Technique d'amputation de la main à différents niveaux

L'amputation des phalanges des doigts de la main ou leur sélection par la méthode classique du patchwork conduit à un raccourcissement important du doigt et à une perte de la fonction intégrale de la main. Afin d'éviter le raccourcissement du doigt, en particulier du premier doigt, dans la plupart des cas, le remplacement des défauts de la peau des doigts par des patchs locaux glissants ou rotatifs, la transplantation de patchs vascularisés sur la jambe d'alimentation des doigts adjacents, la surface de la paume ou des greffes fendues. Également utilisé pour transplanter les orteils de la main. Avec l'amputation du premier doigt, le deuxième doigt est déplacé à la position du premier.

L'amputation des os métacarpiens est réalisée lors de l'amputation d'un ou de plusieurs doigts. Il améliore l'aspect esthétique de la main, mais provoque néanmoins un rétrécissement général du métacarpe, ce qui entraîne une diminution de la force des mouvements préhensiles de la main et constitue une contre-indication physique aux personnes en travail physique.
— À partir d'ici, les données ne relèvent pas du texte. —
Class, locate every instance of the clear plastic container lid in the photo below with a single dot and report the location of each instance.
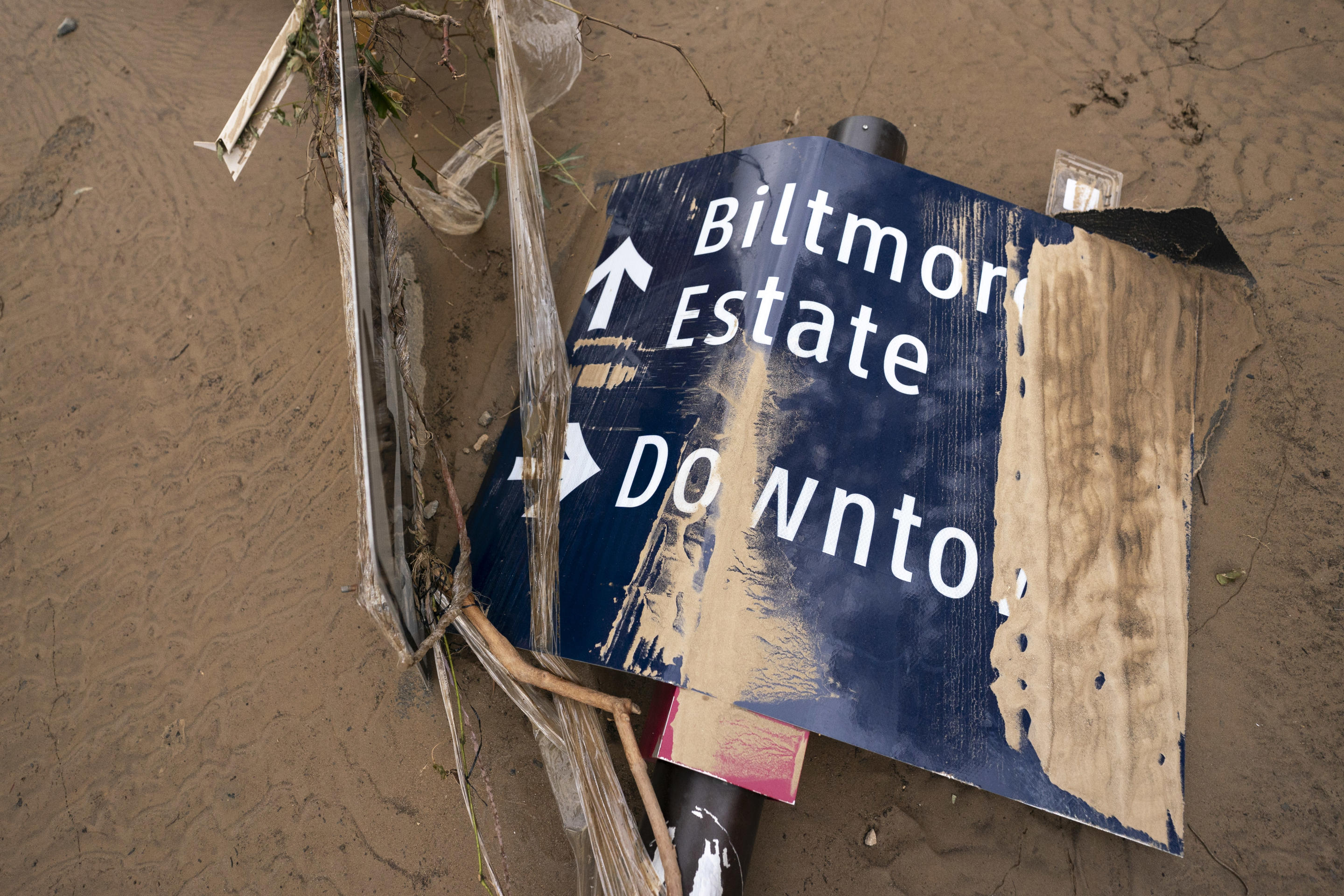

L'amputation de l'avant-bras dans le tiers distal crée des conditions optimales pour les prothèses. La limite proximale d'amputation de ce segment est le niveau d'insertion du tendon du biceps dans l'os radial.

Technique d'amputation du bras au niveau de l'avant-bras. La peau est coupée dans les deux sens. Dans ce cas, la longueur des lambeaux cutanés devrait être la même. Traverser et panser les artères radiales et cubitales. Les nerfs médian, cubital et radial sont disséqués de manière aiguë un peu proximalement afin que leurs extrémités après rétraction soient plongées dans les tissus. Après cela, les os sont sciés. En cas d'amputation distale, les tendons des fléchisseurs superficiels des doigts de la main sont transférés à travers la sciure d'os et cousus au fascia dorsal, tandis que lors de l'amputation proximale, les fléchisseurs et les extenseurs sont cousus sur de la sciure de bois. Les lambeaux cousus sans tension. L'opération est complétée par un drainage sous vide de la plaie.

Vidéo: "Cyborg", Ivan Shostak, interrogé par Lifenews, est amputé de la main. Besoin d'aide!

L'amputation de l'épaule au niveau distal est pratiquée à 4 cm au-dessus de l'articulation du coude, ce qui permet de réaliser la prothèse avec un mécanisme de flexion, d'extension et de rotation remplissant une fonction utile. L'amputation du bras au niveau du col de l'utérus entraîne la formation d'un moignon court et les prothèses correspondantes remplissent généralement une fonction esthétique.

Technique d'amputation du bras au niveau des épaules. La peau et l'aponévrose sont coupées principalement par une méthode à double lambeau: le lambeau antérieur doit être long (la face antérieure de la peau rétrécit davantage), et le dos, court. Puis, au niveau de la peau contractée, coupez à travers les muscles. Dans le même temps, le muscle triceps disséqué distalement. Après avoir scié l'os à 2 mm sous le périoste, les artères sont ligaturées, les nerfs médian, ulnaire, radial, peau-muscle et le nerf cutané médial sont croisés. Fermez la voie musculo-plastique en os de sciure de bois, en cousant les muscles des groupes antérieur et postérieur. La peau est suturée sans tension, procéder à un drainage sous vide de la plaie.

Vidéo: l'amputation au bras mort

L'amputation du tiers supérieur de l'épaule est réalisée selon Farabef selon une méthode à patch unique. L'incision de la peau est réalisée selon les limites du muscle deltoïde, formant ainsi un lambeau latéral. L'incision de la peau est complétée par la fosse axillaire, reliant les points supérieurs du lambeau latéral, qui, avec le muscle deltoïde, est tournée vers l'extérieur lors de la prochaine étape de l'opération. Après avoir traversé les tendons du grand pectoral, du rond et des muscles les plus larges, l'artère et la veine axillaires sont isolées et ligaturées et les branches du plexus brachial sont traitées. Pour préserver la fonction du muscle deltoïde, le nerf axillaire est conservé. Les muscles de l'épaule se croisent sous l'os d'opila. L'opération est complétée par la fermeture du moignon de l'humérus avec un lambeau musculo-fascial et une suture de la peau.

La désarticulation de l'épaule et des omoplates est réalisée dans des cas exceptionnels sur indication absolue en raison de la complexité des prothèses ultérieures.